Mr Cowen was scathing in his analysis of Mr Coveney’s performance as minister in terms of the housing crisis, claiming the Government has compulsory purchase powers as its disposal which should be “used extensively” and immediately.
Mr Coveney hit back by saying Mr Cowen does not seem to understand how matters like this get sorted.
“I am not sure if Barry is actually following what is going on here,” said Mr Coveney, adding that he has a detailed strategy to deal with vacant homes and has no time for the “seat-of-our-pants strategy” being advocated by others.
Speaking to Sean O’Rourke on RTÉ radio, Mr Coveney accepted not enough was being done, but said it is important to give people hope that things are improving.
Mr Cowen said such powers are there to address social need and they have the potential to get results.
He said a programme should be initiated by Mr Coveney and the Department of Housing where “the local authorities should have been instructed to start proceedings to compulsorily purchase those properties to bring them into use”.
He said: “Where it cannot be done, it will crystallise in that process.”
Mr Cowen said he was referring to the “vacant units, the vacant, dilapidated buildings in many villages and towns and cities throughout the country where people are looking to see those come into use”.
He said this offers an opportunity to repopulate towns and villages and address the housing crisis.
Mr Cowen said he is looking forward to next month’s review of the Government’s initiative to deal with rent pressure zones.
“And I say to Minister Coveney and I say to Fine Gael now that they have at their disposal compulsory purchase powers, which are there in order to address social need. I say to them use them.
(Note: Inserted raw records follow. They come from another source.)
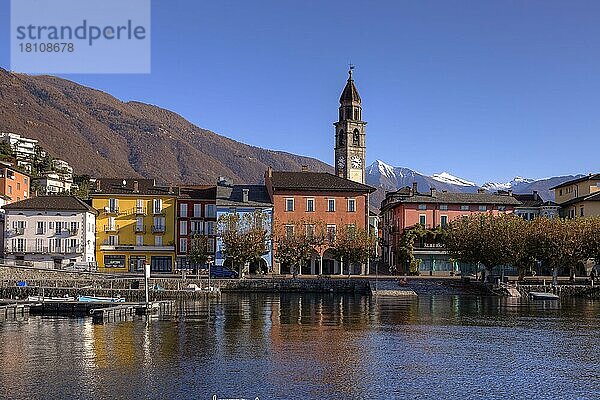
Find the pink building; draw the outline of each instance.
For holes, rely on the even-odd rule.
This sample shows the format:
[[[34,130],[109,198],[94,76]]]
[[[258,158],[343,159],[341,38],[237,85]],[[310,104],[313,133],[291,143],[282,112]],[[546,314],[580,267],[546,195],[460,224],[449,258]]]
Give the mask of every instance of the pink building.
[[[444,227],[452,220],[477,213],[512,213],[521,204],[511,193],[449,193],[431,189],[419,193],[416,183],[386,194],[381,203],[382,262],[398,272],[408,266],[396,256],[396,246],[406,229],[420,224],[428,229]],[[422,260],[421,272],[448,274],[455,270],[439,243],[420,241],[414,245],[414,255]]]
“Use them extensively and use them immediately. They have the potential to get results and they will crystallise the issues that is holding this property back.”
Mr Coveney said he will set regulatory limits on people using Airbnb to lease out properties which are not their homes.
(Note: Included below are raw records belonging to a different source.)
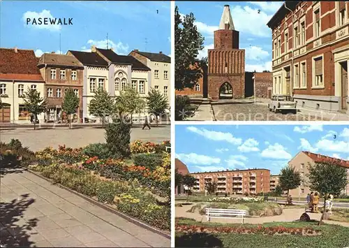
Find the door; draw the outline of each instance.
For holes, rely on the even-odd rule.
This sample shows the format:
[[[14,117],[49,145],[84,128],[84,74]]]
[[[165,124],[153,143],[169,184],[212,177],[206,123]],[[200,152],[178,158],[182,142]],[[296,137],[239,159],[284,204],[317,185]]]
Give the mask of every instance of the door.
[[[342,110],[348,109],[348,64],[347,61],[340,63],[341,64],[341,81],[342,85]]]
Mr Coveney said he has met with the company, which handles the renting out of properties for primarily leisure use, and will force its hand if it fails to co-operate.
“I have made it very clear to Airbnb that if we don’t get a satisfactory memorandum of understanding with them then we will introduce regulations,” he said.
Mr Coveney made it clear that the use of properties which are not the primary home for extended periods is not acceptable in the middle of a housing crisis.
“What we won’t allow is Airbnb to essentially be providing short-term rental accommodation whereby properties are not people’s homes are being used,” he said.
When pressed on whether such limits would be in the region of a month a year, Mr Coveney said he would be guided by the experts in his department.